Festival de Turin | Critique : O trio em mi bemol

Jorge réalise une adaptation du Trio en mi bémol, l’unique pièce écrite par Eric Rohmer.

O trio em mi bemol
Portugal, 2022
De Rita Azevedo Gomes

Durée : 2h07

Sortie : –

Note :

DOUCE DOUCE MUSIQUE

A l’origine du nouveau film de la réalisatrice portugaise Rita Azevedo Gomes (La Vengeance d’une femme, A Portuguesa), il y a Le Trio en mi bémol, unique pièce de théâtre écrite par Eric Rohmer. La matériau d’origine est particulièrement économe puisqu’il s’agit d’une succession de sept dialogues entre deux protagonistes (et non pas trois, comme peut faire croire le titre), et ce film ne l’est pas beaucoup moins. La réalisatrice assume un minimalisme dans la mise en scène et la direction artistique, sans que l’on sache très bien ce qui relève du clin d’œil théâtral et ce qui est dû aux contraintes sanitaires.

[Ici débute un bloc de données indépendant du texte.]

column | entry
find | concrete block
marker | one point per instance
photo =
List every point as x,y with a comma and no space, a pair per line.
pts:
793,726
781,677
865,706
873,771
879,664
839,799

Tourné par une troupe d’amis dans une maison de vacances, O trio em mi bemol est en effet né d’un désir spontané et collectif, comme un jeu ou une utopie. Cette dimension presque extra-filmique offre d’ailleurs comme un écho au Journal de Tûoa de Miguel Gomes et Maureen Fazendeiro. Il est d’ailleurs un peu redondant que la cinéaste rajoute à sa captation une mise en abyme. Ceux que l’on prend d’abord pour les protagonistes de la pièce de Rohmer se révèlent en effet rapidement être des acteurs répétant la pièce, sous la surveillance lointaine d’un metteur en scène facétieux qui les épie à travers des branchages (un gimmick qui évoque plus Resnais que Rohmer, pour le coup). Quand ce dernier explique avec moult malice à ses acteurs avoir perdu son scénario, pour enfin le retrouver à la toute fin, la poésie du film prend l’eau.

En toute humilité, on se demande un peu ce que Rita Azevedo Gomes a voulu apporter, avec cette drôle de mise à distance, au texte d’origine. Si la langue particulière de Rohmer reste un plaisir à entendre, celle-ci se retrouve par moment curieusement asséchée par ces nouveaux paradigmes de mise en scène. On craint par moments que O trio em mi bemol ne finisse paradoxalement par ressembler à l’image que se font de Rohmer les gens qui n’ont jamais vu ses films, mais c’est aussi de par sa sobriété jusqu’au-boutiste que le film devient quand même fort intrigant. A l’image de sa forme aux succès discrets (l’harmonie des couleurs, lignes inattendues venant habiter le cadre), c’est en sourdine que le film dévoile son charme simple.